The shuttle Endeavour has arrived at the International Space Station today, two days after its long-delayed launch.
CBS News space analyst Bill Harwood reports that commander Mark Polansky guided the 120-ton orbiter to a gentle docking with the space station as the two spacecraft sailed 220 miles above northern Australia at five miles per second.
Running a few minutes ahead of schedule, the shuttle's docking system engaged its counterpart on the front end of the space station at 1:47 p.m. EDT.
"Houston, Endeavour, capture confirmed," an astronaut radioed as the mechanisms engaged.
After locking the two spacecraft together, the astronauts carried out leak checks to ensure a tight seal before opening hatches for a traditional "Welcome aboard" ceremony in the Harmony module. Hatch opening was planned for around 3 p.m.
The Endeavour crew is beginning a week-and-a-half-long stay, creating the biggest manned presence ever in orbit at the same time: 13 astronauts. The two crews will greet one another, face-to-face, as soon as the hatches between the craft are opened.
As with all post-Columbia station visits, Polansky preceded docking by positioning Endeavour 600 feet directly below the space station, guiding the shuttle through a slow back-flip to expose the orbiter's belly to the station crew.
During the shuttle's eight-minute rotation, the crew from the ISS, using digital cameras equipped with 400 mm and 800 mm telephoto lenses, took approximately 300 photographs of the shuttle's heat shield.
Engineers at the Johnson Space Center in Houston will analyze the photos to assess the state of the shuttle's protective tiles.
Endeavour's external tank lost an unusual amount of foam insulation from its central "intertank" region during launch Wednesday, creating debris that struck the shuttle in at least two areas. Engineers do not believe the damage is serious, but the inspection later today will determine if there are any other areas of interest.
Endeavour will remain at the space station for 1½ weeks.

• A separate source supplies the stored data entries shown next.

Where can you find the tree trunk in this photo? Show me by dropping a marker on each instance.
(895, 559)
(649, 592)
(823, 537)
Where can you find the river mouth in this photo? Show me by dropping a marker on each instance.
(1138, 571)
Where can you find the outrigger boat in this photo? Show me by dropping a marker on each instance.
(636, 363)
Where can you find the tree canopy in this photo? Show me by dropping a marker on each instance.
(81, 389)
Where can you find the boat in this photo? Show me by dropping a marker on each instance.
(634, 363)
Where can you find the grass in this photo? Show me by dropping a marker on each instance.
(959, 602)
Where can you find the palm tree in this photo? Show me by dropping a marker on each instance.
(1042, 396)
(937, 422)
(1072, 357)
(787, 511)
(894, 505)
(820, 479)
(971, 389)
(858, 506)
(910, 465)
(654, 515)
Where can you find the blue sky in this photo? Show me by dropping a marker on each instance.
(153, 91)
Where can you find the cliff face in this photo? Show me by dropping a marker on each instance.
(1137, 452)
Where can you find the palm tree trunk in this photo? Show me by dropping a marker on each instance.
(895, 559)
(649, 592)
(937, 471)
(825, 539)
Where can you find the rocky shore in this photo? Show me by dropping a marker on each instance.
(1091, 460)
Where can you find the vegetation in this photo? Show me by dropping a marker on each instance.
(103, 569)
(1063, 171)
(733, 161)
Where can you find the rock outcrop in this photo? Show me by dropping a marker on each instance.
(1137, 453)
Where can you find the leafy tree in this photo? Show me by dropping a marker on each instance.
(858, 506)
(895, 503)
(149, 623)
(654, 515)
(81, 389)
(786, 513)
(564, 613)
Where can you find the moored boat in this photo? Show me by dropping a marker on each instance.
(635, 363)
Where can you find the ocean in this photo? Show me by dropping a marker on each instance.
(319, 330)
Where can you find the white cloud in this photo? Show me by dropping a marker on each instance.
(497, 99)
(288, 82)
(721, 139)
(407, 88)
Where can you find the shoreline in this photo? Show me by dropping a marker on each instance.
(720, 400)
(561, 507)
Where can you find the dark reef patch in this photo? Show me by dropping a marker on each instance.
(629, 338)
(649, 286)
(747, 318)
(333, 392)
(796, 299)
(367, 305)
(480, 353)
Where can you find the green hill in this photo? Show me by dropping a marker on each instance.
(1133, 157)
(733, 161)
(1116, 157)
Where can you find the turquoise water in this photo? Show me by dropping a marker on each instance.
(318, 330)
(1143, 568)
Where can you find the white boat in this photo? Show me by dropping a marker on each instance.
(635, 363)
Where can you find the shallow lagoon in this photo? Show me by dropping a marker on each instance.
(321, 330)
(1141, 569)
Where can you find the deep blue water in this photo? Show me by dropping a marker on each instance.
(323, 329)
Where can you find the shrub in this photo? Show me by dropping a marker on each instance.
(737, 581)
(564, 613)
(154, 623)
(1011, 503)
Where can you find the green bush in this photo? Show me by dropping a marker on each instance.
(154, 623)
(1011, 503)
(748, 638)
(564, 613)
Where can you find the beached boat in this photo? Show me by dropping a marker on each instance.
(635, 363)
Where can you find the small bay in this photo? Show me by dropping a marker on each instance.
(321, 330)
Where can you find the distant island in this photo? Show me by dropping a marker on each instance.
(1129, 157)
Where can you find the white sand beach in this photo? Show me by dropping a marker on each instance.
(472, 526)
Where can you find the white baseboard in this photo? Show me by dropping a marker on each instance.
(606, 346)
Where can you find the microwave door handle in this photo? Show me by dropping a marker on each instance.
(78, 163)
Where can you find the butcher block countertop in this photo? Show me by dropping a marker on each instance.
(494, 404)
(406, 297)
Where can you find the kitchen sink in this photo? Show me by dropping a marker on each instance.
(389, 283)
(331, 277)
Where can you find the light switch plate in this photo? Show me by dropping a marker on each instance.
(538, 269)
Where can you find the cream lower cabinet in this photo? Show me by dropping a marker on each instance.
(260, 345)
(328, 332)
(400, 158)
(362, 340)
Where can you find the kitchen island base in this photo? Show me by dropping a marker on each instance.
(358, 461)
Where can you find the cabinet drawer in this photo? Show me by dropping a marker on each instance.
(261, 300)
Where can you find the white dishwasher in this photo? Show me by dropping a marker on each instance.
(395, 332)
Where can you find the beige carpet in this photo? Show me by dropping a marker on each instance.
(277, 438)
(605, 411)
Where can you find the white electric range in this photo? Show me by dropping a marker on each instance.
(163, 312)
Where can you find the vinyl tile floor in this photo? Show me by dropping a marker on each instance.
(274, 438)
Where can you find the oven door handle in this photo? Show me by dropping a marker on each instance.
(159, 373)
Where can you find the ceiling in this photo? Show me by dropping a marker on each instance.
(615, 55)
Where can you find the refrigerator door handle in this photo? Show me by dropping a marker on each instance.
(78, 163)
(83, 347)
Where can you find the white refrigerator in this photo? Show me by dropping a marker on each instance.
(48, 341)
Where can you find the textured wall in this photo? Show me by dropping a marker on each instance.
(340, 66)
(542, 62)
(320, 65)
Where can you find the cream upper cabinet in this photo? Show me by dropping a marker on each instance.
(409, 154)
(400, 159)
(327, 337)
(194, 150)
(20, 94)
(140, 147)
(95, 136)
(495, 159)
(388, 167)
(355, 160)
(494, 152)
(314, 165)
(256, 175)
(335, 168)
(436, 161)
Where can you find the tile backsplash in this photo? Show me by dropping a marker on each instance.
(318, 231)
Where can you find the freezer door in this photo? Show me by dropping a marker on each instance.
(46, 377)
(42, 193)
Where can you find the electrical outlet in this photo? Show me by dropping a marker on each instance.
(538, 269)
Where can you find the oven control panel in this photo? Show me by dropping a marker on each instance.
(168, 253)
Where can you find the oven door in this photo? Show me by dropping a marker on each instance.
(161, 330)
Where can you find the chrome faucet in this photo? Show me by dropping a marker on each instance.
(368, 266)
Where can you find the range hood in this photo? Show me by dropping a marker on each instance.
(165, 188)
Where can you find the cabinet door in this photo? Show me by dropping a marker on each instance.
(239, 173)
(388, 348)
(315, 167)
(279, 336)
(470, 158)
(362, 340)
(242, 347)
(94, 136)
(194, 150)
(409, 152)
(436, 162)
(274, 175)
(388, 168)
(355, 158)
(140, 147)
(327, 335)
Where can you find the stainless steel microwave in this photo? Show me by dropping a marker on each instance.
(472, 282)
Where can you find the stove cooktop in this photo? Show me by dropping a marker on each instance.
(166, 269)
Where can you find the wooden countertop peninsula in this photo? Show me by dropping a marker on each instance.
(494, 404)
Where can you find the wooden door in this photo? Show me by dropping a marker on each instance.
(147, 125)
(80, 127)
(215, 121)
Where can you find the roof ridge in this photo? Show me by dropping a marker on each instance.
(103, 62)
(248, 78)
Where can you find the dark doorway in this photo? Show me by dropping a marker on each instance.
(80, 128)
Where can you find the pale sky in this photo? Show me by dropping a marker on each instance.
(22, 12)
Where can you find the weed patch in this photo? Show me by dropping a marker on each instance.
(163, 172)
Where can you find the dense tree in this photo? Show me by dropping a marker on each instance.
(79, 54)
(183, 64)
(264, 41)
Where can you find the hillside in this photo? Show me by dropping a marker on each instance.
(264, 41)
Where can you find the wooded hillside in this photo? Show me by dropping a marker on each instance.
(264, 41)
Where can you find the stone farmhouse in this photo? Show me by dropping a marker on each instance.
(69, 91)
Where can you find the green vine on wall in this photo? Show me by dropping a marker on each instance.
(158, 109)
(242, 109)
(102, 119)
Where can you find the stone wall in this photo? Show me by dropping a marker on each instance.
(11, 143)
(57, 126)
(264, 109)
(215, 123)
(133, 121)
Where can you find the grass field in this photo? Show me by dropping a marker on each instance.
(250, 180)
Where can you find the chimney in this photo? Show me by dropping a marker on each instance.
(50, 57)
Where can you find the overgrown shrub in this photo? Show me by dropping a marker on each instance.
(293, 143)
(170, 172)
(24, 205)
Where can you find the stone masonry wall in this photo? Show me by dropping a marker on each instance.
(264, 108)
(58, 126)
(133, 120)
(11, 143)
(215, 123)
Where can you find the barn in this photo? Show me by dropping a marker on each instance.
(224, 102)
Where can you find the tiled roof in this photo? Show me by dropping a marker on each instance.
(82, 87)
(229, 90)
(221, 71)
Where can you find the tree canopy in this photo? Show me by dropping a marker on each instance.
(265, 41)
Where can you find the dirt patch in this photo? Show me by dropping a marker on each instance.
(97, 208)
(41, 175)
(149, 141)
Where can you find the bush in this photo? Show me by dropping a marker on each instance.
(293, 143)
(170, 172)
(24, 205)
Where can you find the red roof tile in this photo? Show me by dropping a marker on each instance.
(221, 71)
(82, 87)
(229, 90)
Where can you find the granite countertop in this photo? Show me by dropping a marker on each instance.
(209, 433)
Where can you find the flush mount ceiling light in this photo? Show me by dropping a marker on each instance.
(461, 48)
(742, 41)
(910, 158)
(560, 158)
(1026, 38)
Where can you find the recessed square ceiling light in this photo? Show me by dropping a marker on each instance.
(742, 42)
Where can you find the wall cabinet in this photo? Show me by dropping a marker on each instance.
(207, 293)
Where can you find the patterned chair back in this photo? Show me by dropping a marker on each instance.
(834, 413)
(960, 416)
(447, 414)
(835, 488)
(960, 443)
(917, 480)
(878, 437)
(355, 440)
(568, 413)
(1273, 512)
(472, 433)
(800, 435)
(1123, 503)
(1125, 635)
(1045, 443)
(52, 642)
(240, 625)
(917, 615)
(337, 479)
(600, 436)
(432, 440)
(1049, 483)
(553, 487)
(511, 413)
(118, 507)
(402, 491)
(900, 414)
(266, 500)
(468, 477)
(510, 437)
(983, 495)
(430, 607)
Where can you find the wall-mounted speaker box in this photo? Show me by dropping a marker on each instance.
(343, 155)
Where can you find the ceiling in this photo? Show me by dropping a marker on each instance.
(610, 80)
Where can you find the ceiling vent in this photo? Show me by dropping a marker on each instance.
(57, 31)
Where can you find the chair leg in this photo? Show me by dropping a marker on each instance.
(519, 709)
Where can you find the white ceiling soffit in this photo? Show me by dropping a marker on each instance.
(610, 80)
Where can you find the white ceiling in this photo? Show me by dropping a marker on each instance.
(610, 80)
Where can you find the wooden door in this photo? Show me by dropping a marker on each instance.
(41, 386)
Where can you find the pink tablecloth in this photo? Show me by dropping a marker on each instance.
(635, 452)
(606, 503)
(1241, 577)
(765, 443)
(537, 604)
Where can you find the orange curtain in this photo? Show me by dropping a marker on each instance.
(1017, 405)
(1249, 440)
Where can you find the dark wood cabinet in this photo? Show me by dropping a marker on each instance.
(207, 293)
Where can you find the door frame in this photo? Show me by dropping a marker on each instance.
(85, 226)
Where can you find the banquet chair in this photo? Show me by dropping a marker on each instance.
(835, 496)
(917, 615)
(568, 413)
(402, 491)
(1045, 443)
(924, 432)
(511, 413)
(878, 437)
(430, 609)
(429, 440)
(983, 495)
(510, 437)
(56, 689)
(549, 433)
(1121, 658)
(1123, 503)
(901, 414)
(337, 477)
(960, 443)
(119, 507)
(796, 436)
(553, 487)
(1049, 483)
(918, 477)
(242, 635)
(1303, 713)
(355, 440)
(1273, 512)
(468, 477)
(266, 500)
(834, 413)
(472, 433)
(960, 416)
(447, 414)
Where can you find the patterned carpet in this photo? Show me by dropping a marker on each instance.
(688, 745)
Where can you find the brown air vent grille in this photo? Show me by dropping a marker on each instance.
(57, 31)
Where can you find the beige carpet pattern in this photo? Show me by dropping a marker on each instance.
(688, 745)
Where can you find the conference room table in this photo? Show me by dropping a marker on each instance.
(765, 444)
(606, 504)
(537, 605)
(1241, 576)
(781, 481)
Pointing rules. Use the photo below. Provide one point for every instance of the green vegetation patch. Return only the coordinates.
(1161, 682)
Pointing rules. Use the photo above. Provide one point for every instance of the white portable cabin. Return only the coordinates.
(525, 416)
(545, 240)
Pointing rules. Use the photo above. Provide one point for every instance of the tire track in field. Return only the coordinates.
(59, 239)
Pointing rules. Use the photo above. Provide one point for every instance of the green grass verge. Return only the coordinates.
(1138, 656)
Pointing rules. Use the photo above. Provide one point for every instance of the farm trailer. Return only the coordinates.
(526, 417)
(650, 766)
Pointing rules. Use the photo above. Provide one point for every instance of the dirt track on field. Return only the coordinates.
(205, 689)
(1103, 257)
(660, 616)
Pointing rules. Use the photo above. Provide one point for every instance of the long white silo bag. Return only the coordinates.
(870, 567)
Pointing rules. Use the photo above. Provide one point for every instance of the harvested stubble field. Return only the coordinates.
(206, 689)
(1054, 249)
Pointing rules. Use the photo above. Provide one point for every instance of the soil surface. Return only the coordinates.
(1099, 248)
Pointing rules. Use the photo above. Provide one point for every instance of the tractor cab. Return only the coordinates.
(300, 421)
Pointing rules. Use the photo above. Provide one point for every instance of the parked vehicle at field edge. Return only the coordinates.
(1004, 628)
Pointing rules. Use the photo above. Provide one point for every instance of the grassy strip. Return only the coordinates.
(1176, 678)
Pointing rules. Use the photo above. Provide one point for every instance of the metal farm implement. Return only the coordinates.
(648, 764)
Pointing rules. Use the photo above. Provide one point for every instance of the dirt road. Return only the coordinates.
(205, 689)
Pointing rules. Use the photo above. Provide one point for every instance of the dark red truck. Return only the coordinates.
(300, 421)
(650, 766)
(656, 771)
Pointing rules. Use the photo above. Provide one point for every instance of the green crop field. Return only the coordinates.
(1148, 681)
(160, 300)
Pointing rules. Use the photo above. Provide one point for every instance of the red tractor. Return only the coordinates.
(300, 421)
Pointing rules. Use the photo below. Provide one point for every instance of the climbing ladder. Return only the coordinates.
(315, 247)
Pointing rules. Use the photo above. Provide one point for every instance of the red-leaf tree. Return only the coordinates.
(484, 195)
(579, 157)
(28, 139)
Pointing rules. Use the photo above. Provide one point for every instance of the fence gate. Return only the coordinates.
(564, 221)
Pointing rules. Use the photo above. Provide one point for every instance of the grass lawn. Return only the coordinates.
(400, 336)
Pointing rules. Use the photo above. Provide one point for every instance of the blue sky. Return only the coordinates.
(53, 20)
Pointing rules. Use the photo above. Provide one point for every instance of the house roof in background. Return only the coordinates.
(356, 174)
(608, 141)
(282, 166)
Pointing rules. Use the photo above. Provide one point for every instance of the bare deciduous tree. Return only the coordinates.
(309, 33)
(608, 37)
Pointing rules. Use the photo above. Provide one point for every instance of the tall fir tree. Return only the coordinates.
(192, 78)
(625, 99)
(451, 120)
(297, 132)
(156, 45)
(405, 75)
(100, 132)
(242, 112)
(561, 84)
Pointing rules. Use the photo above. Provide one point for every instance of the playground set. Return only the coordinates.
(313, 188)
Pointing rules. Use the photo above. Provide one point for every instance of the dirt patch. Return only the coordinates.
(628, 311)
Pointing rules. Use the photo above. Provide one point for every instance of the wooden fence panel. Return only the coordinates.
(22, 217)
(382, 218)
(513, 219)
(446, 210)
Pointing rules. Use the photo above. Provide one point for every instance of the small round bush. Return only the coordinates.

Harwood reports that that shuttle is delivering the last piece of Japan's space station lab, called Kibo. The shuttle crew will install the experiment platform, as well as replace aging solar array batteries and transfer spare parts and supplies to the station.
Astronaut Tim Kopra will join the station crew after docking and Japanese astronaut Koichi Wakata will join Endeavour's crew for the trip back to Earth at the end of the mission.
Five spacewalks are planned, with the first on tap Saturday beginning at 11:58 a.m. ET.